Guy’s eyes went wide along with everyone else’s. “Wha-what are you saying?” He set her down.

“I lied.” She pressed her hands to the side of her face. “That’s what I’m saying. I can’t see the future—well, not the way you think. I see snippets, little clues, but they are usually meaningless.”

“Then how, how do you always known so much? For Christ’s sake, you even watch television in the future,” Zac asked.

“I am Goddess of the Underworld—not that there really is an Underworld. Although, there is the Short Hills mall near the Jersey Turnpike; they have Chanel and Dolce! That’s why the dead like to hang out there. Fashion never goes out of fashion. Yunno?”

Holy mother of broken brains, this goddess is so bat-shit crazy. How in the world did she get this job?

“No! We don’t know, Cimil! We have no clue what you’re talking about!”

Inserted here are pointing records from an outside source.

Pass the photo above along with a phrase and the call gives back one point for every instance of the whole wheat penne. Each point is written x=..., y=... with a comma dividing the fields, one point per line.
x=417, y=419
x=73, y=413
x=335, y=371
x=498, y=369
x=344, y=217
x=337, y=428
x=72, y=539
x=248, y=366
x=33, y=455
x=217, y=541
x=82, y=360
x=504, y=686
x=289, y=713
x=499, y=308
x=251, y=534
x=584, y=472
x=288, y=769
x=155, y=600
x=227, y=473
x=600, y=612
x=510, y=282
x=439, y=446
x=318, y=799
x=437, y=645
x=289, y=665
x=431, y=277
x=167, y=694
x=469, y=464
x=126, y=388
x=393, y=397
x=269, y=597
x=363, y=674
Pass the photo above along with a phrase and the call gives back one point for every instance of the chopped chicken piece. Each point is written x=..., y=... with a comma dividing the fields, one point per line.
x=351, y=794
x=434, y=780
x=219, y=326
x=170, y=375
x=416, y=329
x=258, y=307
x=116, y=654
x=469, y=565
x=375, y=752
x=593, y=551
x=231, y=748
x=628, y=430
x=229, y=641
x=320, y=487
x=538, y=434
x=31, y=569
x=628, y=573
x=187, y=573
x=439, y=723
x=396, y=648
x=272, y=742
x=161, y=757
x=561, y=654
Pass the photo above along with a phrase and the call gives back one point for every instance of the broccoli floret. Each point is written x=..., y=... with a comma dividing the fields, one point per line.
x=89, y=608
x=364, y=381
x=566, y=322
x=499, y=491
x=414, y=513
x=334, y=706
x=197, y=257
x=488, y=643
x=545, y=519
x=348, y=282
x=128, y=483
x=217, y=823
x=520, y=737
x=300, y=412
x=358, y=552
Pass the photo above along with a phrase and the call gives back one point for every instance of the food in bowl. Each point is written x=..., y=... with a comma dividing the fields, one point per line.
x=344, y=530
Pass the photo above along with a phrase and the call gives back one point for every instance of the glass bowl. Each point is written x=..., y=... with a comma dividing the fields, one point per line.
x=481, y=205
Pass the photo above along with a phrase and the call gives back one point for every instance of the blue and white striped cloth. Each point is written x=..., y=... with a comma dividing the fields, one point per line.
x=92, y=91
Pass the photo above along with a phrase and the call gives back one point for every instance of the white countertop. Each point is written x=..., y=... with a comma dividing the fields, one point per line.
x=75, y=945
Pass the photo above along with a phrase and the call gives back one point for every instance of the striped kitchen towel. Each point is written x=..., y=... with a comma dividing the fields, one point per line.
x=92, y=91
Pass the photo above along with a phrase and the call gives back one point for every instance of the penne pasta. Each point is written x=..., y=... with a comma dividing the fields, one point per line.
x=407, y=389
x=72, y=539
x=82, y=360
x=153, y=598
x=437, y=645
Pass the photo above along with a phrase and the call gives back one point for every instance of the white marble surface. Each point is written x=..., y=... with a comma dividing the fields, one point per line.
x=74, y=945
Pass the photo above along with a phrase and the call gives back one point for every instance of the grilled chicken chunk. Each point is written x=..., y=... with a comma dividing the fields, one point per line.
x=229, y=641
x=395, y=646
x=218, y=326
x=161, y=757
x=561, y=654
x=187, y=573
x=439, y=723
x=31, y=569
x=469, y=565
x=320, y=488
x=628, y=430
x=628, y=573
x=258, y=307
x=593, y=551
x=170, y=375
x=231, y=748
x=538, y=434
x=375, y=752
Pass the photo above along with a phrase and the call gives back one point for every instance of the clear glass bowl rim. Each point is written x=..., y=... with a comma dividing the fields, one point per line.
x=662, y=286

Her eyes darted around the room in a paranoid manner. Then she whispered, “I look after the souls of the dead, and they see everything: future, past, present—the dead exist in the place beyond time or dimensions. Everything they knew, I knew. Everything they saw, I saw.”

Hands down, this had to be the weirdest thing I’d ever heard. In fact, if they took every episode of the Twilight Zone, put them in a blender and simmered them for ten hours into a condensed soup of weirdness and the unthinkable, that wouldn’t come close to competing with this funky concoction.